Расступились. Ромей сорвал с нее ветошь.
– Афродита… - Плюется Три пальца на правой руке согнул, а два - указательный, средний - оставил прямыми. Охотник Калгаст этак складывал пальцы. Когда тошнило. Но ромей не в глотку запустил их - тычет в лоб, грудь и плечи. Словами сыплет, как в лихорадке, тощими, горячими, как сам:
– Очи потупьте, чада…
– Грех сие созерцать…
– Блудница языческая…
– Идолица поганая…
Дрожит. Маленький рот пересох.
Карась - сердито:
– Толком скажи, кто такая.
– Древних ромеев богиня любовная.
– Значит, ваша? Чего ж ты…
– Наша?! Тьфу, тьфу! Древних, темных. До Христа…

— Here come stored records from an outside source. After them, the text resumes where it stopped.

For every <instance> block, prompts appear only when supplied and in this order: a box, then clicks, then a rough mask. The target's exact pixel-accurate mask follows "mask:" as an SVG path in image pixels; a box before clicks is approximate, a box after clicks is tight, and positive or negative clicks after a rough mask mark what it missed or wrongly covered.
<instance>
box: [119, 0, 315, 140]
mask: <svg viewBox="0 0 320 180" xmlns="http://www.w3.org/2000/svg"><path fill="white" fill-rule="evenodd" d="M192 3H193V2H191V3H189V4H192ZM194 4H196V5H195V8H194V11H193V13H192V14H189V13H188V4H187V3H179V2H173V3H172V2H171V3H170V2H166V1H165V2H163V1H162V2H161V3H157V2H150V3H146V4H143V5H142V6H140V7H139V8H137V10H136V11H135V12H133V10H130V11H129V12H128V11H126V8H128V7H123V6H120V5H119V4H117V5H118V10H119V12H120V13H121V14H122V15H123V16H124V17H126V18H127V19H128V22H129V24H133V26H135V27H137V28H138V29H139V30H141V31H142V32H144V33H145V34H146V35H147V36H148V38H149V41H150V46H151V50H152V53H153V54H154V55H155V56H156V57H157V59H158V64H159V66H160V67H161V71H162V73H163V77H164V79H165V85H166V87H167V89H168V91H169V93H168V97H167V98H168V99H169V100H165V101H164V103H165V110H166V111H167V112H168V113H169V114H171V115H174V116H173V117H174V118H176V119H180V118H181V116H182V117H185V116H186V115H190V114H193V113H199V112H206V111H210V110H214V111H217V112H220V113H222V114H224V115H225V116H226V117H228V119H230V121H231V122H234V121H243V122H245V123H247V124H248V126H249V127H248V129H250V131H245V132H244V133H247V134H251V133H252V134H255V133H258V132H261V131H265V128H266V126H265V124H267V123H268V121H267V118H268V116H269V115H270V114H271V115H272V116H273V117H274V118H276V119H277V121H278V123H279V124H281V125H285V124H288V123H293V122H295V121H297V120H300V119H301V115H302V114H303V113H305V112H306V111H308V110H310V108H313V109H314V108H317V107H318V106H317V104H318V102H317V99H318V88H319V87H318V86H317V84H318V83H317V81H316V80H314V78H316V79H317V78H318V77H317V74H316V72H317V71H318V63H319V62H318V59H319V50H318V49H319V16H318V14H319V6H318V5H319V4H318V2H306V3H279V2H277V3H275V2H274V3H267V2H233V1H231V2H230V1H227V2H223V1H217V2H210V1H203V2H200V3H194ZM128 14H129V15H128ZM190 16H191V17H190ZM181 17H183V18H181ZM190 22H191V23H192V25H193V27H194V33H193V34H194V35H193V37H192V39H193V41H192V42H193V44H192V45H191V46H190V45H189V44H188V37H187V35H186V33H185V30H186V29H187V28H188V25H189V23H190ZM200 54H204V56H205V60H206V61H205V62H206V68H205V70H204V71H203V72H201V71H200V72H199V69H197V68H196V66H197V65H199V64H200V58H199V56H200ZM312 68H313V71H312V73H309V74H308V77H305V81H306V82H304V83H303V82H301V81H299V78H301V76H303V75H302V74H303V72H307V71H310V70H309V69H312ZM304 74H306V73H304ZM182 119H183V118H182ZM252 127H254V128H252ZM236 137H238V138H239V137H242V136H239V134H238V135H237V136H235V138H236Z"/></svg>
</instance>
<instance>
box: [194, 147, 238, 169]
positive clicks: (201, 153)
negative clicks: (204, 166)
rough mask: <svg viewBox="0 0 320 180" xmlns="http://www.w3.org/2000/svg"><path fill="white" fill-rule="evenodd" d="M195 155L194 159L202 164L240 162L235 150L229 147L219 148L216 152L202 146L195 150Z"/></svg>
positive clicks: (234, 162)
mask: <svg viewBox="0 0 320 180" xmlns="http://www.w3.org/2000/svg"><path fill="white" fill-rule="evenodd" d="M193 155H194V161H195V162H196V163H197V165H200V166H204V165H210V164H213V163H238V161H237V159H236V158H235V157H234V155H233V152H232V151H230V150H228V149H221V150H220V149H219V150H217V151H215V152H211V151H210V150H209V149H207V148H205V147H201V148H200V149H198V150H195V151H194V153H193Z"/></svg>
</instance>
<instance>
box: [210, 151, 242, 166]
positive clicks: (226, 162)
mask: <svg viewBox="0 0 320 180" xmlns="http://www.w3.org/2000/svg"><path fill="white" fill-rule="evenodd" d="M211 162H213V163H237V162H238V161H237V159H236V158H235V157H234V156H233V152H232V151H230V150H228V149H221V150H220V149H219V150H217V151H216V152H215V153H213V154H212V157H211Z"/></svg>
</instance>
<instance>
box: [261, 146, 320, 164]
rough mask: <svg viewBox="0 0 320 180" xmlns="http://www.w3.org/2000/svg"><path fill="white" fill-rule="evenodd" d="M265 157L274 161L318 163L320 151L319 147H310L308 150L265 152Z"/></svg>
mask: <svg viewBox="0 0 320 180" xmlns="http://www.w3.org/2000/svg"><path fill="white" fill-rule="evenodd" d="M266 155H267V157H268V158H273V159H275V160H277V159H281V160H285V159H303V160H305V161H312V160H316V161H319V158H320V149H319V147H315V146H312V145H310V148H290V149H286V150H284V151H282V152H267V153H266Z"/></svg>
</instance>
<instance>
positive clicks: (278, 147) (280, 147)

– А чем ей требы клали? Тоже кровью?
– Яблоками, яблоками…
Повеселели пленные. Ромей - в горячке: - Похоть… грех… грязь…
Убежал, опять прибежал. Так и стелется над нею.
И женщина - преобразилась. Она уже не прикрывалась - звала ладонями к себе. Не улыбалась с робостью - игриво, сладостно смеялась. И отвернула лицо не от стыда - от истомы. Изогнутая шея, локоть на пышном бедре, правое колено, поднявшееся, чтоб хоть сейчас отодвинуться в сторону - все теперь выражало не испуг и скромность, а соблазн, ожидание, жаркую готовность.
– Эх, - вздохнул Карась.
– Иди-ка отсюда, похабник…
Они уже не жалели - желали. Но - чудо: хуже не стала, не пала в их светлых глазах в терпкую грязь, которую лил черный ромей. Они любовались ею. Глядите, как вольно, смело и властно она лежит под их босыми ногами.
Лежит, потому что уронили. Должна стоять.
Очистили подножие от щебня, черепков, иного хлама. Бережно поставили, тяжелую, горячую. И тогда, прямая, голая и добрая, призывно обернувшаяся к ним, она отовсюду - казалось, всей чистой статью и сутью - открылась перед ними, потрясенными.
Богиня? Нет. Просто женщина. Жена.
Но она же - и богиня. Свет. Счастье земное,
Они гордились, что встретились с нею, радовались, белой, как дару и привету. Подтянулись. Расправили плечи. Пригладили пыльными пальцами всклокоченные волосы, бороды. Пели, смеялись - одними глазами, все яблоки мира готовые принести ей, ласковой, в жертву.
Она - и грязь? Нет. Грязь не она, а эта черная тень мужчины, что металась вокруг, пытаясь уйти в серую мглистую заумь своих несчастных счастливых видений - от нее, твердой, ясно зримой, пусть каменной, но живее его, мертвеца ходячего.